Está bien, ya sé que se acabó.
Nuestro instante favorito ya no es nuestro por unos días. Recuerdo que soy adulta y debo acostumbrarme a esto... se supone que eso hacemos los adultos, tener relaciones con personas. Relaciones completamente consensuadas y sin apegos. Sin apegos. Justo ahí, es donde fallo.
Pero está bien, por hoy ya no hay más caricias, ni besos, ni palabras importantes. Hasta que me llames otra vez y decidas que es suficientemente largo el tiempo que no nos vemos.
Me repongo, y me preparo para una ducha caliente. Tú, mientras tanto, preparas esa bebida que tanto te gusta y yo, ensimismada en el agua hirviente, trato de distraer mi mente con las actividades del día.
Salgo de la ducha, agarro una toalla y busco entre el caos matutino mis cosas. Encuentro por mi camino una camiseta arrugada y esa minifalda que logró producir en tu rostro lo que parecía un gesto pícaro.

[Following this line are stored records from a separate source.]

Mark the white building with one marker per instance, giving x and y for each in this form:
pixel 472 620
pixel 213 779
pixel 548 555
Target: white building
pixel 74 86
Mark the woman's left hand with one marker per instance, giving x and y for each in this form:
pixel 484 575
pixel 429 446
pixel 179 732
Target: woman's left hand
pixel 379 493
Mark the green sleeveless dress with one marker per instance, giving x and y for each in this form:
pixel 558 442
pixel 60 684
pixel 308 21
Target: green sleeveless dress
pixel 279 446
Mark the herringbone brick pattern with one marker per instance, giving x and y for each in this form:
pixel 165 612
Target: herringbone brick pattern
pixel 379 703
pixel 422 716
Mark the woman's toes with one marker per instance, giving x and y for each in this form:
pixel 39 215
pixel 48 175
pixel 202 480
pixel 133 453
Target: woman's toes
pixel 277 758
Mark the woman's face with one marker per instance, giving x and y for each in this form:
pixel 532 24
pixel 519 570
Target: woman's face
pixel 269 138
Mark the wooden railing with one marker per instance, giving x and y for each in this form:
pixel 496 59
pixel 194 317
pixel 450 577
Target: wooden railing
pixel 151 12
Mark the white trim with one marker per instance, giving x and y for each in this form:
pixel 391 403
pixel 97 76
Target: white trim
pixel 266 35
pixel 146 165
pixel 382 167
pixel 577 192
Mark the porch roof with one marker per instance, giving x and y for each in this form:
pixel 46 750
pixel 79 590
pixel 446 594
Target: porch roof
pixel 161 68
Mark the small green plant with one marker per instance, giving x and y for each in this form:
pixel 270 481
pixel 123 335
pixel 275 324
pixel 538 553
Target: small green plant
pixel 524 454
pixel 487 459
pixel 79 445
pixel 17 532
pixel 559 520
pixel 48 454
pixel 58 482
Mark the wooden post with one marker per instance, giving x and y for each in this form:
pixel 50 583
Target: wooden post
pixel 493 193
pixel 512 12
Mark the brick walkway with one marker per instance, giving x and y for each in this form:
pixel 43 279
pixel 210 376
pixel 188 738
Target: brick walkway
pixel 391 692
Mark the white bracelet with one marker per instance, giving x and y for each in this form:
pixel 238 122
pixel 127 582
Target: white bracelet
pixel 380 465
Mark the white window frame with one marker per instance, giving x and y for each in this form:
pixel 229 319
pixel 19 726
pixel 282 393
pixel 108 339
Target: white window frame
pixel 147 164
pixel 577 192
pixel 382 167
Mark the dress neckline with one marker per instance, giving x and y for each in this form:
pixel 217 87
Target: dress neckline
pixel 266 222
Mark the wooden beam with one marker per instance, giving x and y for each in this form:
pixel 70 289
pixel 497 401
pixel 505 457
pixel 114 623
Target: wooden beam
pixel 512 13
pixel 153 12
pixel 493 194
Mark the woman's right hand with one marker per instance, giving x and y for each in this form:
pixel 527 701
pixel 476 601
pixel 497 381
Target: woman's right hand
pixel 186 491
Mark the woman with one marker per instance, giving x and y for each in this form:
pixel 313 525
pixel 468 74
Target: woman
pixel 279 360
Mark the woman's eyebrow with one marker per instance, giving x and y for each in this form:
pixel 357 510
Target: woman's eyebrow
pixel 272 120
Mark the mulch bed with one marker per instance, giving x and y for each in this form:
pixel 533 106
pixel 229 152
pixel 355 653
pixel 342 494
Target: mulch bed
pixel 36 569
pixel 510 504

Me adentro en tu espacio, y me propongo buscar en tu armario algo que pueda reemplazar la arrugada camiseta. Sobre mi piel aún húmeda, deslizo una camisa que huele a ti. La abotono y de pronto... me siento rebelde, poderosa. Como si rompiera un status quo, una máxima social, la cual se propone advertir la inconveniencia sobre vestir prendas demasiado masculinas.
Me siento valiente, es una bandera izada, lo que creo que es un premio, ese que intrínsecamente le muestro al mundo, pero por sobre todo a mi misma, a mi psique. Se trata de los vestigios de tu amor, que sin lugar a dudas, para mí; son suficientes.